Recently, the broader effects of disturbances to OneCarbon (1C) metabolism during the periconceptional period from 14 weeks prior to conception to 10 weeks following conception) have been reviewed [52] (Fig. 4).

Fig. 4.

The periconceptional period in humans* [52]. *Includes five stages. The consecutive processes of spermatogenesis and spermiogenesis in men typically lasts around 10 weeks with final maturation of spermatozoa occurring in the epididymis. In women, primordial ovarian follicles leave their resting state around 26 weeks prior to terminal antral follicle maturation and ovulation, but extensive follicular growth (i.e. primary to late tertiary) commences fromaround 14 weeks preovulation. Following fertilization, hatched blastocysts attach to the endometrial epithelium around Day 6 and the formation of the syncytiotrophoblast from the embryonic pole is observed from around Day 7 onwards. Implantation of the blastocyst is completed during the second week of embryonic development, although the process of placentation, involving the formation of the villous chorion and decidua basalis, continues for several more weeks. Gastrulation commences during the third week, giving rise to the three germ layers, and leads to the organogenetic period betweenWeeks 4 and 10. At the onset of this period the neural tube forms followed by development of all major organ systems, culminating in the closure of the secondary palate of the embryo by Week 10

During this period ‘life-style’ factors such as diet, body fat mass (i.e. BMI), smoking and alcohol consumption each result in incremental (i.e. 1 to 4 μmol/L) increases in plasma homocysteine (Hcy) concentrations.
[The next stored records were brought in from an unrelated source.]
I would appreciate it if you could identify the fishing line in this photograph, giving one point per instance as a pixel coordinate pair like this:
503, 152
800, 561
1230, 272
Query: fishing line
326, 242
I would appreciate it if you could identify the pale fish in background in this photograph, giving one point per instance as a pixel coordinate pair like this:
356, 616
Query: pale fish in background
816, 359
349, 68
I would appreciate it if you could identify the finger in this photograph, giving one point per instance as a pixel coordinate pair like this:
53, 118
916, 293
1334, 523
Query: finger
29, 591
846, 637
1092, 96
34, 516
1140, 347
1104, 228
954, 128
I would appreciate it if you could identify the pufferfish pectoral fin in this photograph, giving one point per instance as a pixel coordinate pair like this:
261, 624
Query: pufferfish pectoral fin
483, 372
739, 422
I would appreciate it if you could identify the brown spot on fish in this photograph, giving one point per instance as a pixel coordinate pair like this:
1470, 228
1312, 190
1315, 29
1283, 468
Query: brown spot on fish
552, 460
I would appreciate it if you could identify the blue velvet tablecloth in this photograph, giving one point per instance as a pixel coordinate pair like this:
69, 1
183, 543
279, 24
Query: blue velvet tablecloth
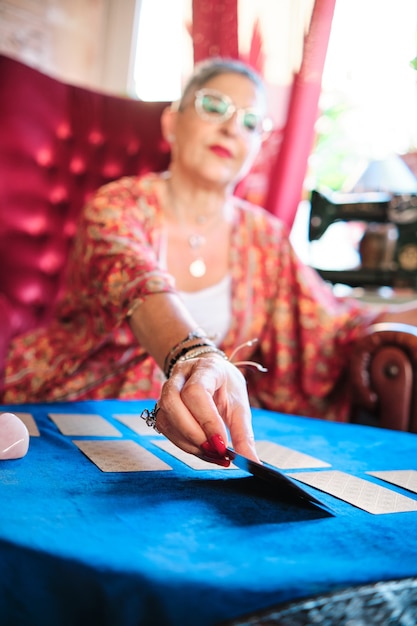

The cumulative effect leads to high absolute levels (>20 μmol/L) of Hcy, particularly in individuals with genetic risk alleles.

This frequently associates with poor pregnancy outcomes, including recurrent miscarriages, preeclampsia and congenital abnormalities such as neural-tube defects.

Paternal contribution

Evidence is emerging from both animal [53] and human [54] studies that paternal diet can also influence offspring development and health. The former study investigated the effects of male rats fed high-fat diets that led to obesity. Their female offspring were glucose intolerant and exhibited impaired insulin secretion. The latter study investigated DNA methylation of two differentially methylated regions (DMRs) within two imprinted genes (i.e. IGF2 and H19) in DNA extracted from cord-blood leucocytes from new-born human infants. In this study hypomethylation of the IGF2 DMR was associated with paternal obesity.

The intrauterine disruption of androgen production

More or less strong associations have been reported between lifestyle factors (e.g. smoking), environmental chemical exposures (e.g. dioxins, certain pesticides) or pharmaceutical usage (paracetamol/acetaminophen) during early pregnancy and male reproductive disorders, either evident at birth or in adulthood [55].

Growing evidence suggests that all these disorders are interlinked in terms of their origins [56] and that this probably involves disruption of androgen production or androgen action during a critical ‘masculinization programming window (MPW)’, which in humans is localised within the period of 8–12 weeks’ gestation [57, 58].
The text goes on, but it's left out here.